Я быстро высыпал содержимое пакетика в чашку с чаем. Граф Ростопчин повернулся и подошел ко мне:
—Что с тобой, Андрей?
— Что? Ничего, — я растерялся.
— У тебя прямо-таки слезы в глазах, — удивился он.
Я с изумлением обнаружил, что глаза мои и впрямь увлажнились. Что со мною? Ведь и читал, как автомат, не отдавая себе отчета в прочитанном!
—Вы так написали… — выдавил я.
— Испей что ли чаю. Я так и не пригубил. Видишь, разогнал я всех по делам, даже чаю подать некому.
— А вы? Вам нужнее, — сказал я, не ожидавший подобного оборота.
Граф Ростопчин достал с полки еще одну чашку, перелил из своей в нее половину и подвинул чашку в мою сторону.
—Поделимся по-братски, — обронил Федор Васильевич и спросил: — Неужели так мои слова подействовали? А еще говорят, что афиши мои пошлые.
Он вздохнул и в несколько глотков опустошил чашку с чаем.
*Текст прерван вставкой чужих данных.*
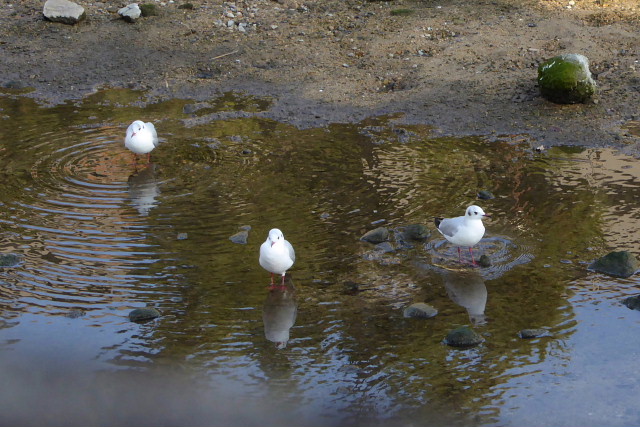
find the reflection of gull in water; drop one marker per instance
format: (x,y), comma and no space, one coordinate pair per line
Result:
(279,313)
(467,289)
(143,189)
Отступать было некуда — я поднес свою чашку ко рту и выпил до дна остывший, невкусный чай.
— Я, признаться, брат, и сам небольшого мнения о своих литературных талантах, — посетовал граф Ростопчин. — Сам знаешь, бывало, напишу пьеску, прочитаю друзьям, посмеемся, да и порву ее тут же. А тут — афиши по всей Москве. Но надо же как-то народный дух поддерживать.
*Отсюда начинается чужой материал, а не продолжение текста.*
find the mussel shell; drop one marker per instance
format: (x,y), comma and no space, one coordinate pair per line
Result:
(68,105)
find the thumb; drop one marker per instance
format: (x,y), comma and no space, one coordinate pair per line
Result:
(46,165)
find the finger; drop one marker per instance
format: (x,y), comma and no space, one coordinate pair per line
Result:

— Ваше сиятельство, там эта шпионка, графиня Селинская, в девичестве — де ла Тровайола. Нужно ее в Петербург препроводить.
— Селинская? — переспросил Федор Васильевич. — Граф Селинский? Смутно припоминаю. Вот что. Второго сентября из Москвы съезжает Высшая воинская полиция. Я скажу полковнику Розену, чтобы забрали графиню. А ты, Андрей, доложи светлейшему. А за нее не беспокойся, доставят. Ну все, ступай.
Неожиданно граф Ростопчин обнял меня. Его гнев сменился на милость, отчего на душе моей сделалось легче. Ив то же время чувства вины и стыда охватили меня.
На столе стояли пустые чайные чашки. Горошина — яд, порошок — несмертельная отрава. Надеюсь, не перепутал. Надеюсь, де Санглен не обманул.